A refrigerant recovery device for recovering flammable refrigerant and refrigeration oil from low-temperature equipment,
A suction part for sucking gas into the interior and making the internal pressure higher than atmospheric pressure;
A suction part connected to a part of a refrigerant circuit of the low-temperature device, and sucking the refrigerant and the refrigerating machine oil;
A separation unit that is connected to the suction valve and separates the refrigerant sucked by the suction valve and the refrigerating machine oil;
A pump unit for sucking the refrigerant separated by the separation unit;
A storage unit for storing the refrigerant sucked by the pump unit;
A cooling unit for cooling the storage unit;
With
Refrigerant recovery device. The refrigerant recovery device according to claim 1,
A temperature adjusting unit for heating the separation unit and cooling the storage unit;
With
Refrigerant recovery device.
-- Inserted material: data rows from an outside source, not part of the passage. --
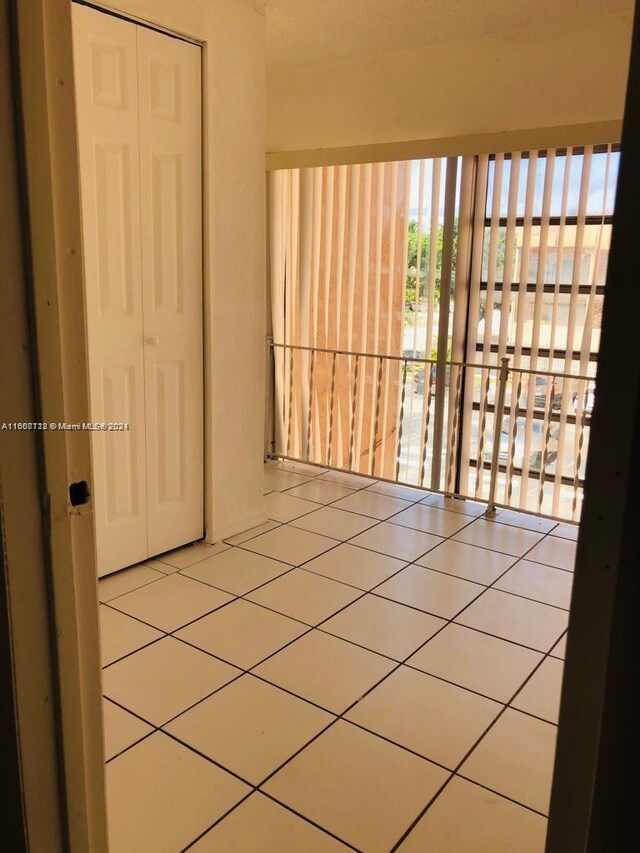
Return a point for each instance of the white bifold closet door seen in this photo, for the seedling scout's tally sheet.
(138, 100)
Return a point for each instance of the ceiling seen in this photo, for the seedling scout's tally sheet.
(313, 32)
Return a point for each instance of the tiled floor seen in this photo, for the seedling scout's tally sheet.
(379, 674)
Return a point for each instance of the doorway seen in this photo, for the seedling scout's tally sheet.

The refrigerant recovery apparatus according to claim 1 or 2,
An internal pressure detection sensor for detecting internal pressure;
The internal pressure detected by the internal pressure detection sensor is compared with the atmospheric pressure, and when the internal pressure is higher than atmospheric pressure, the pump unit is operated, and when the internal pressure is lower than atmospheric pressure Control means for not operating the pump unit;
With
Refrigerant recovery device. The reservoir is a removable container;
The refrigerant | coolant collection | recovery apparatus of any one of Claims 1-3. A refrigerant recovery method for recovering a refrigerant using the refrigerant recovery apparatus according to any one of claims 1 to 4,
(A) a pressurizing step of sucking a gas with the suction part and making the internal pressure higher than atmospheric pressure;
(B) after the pressurizing step, a suction step for sucking the refrigerant and the refrigerating machine oil from the low temperature device through the suction portion;
(C) a separation step of separating the refrigerant sucked in the suction step and the refrigerating machine oil by the separation unit;
(D) A refrigerant recovery step of sucking the refrigerant separated in the separation step with the pump unit and storing and recovering the refrigerant by deriving the refrigerant to the storage unit;
including,
Refrigerant recovery method.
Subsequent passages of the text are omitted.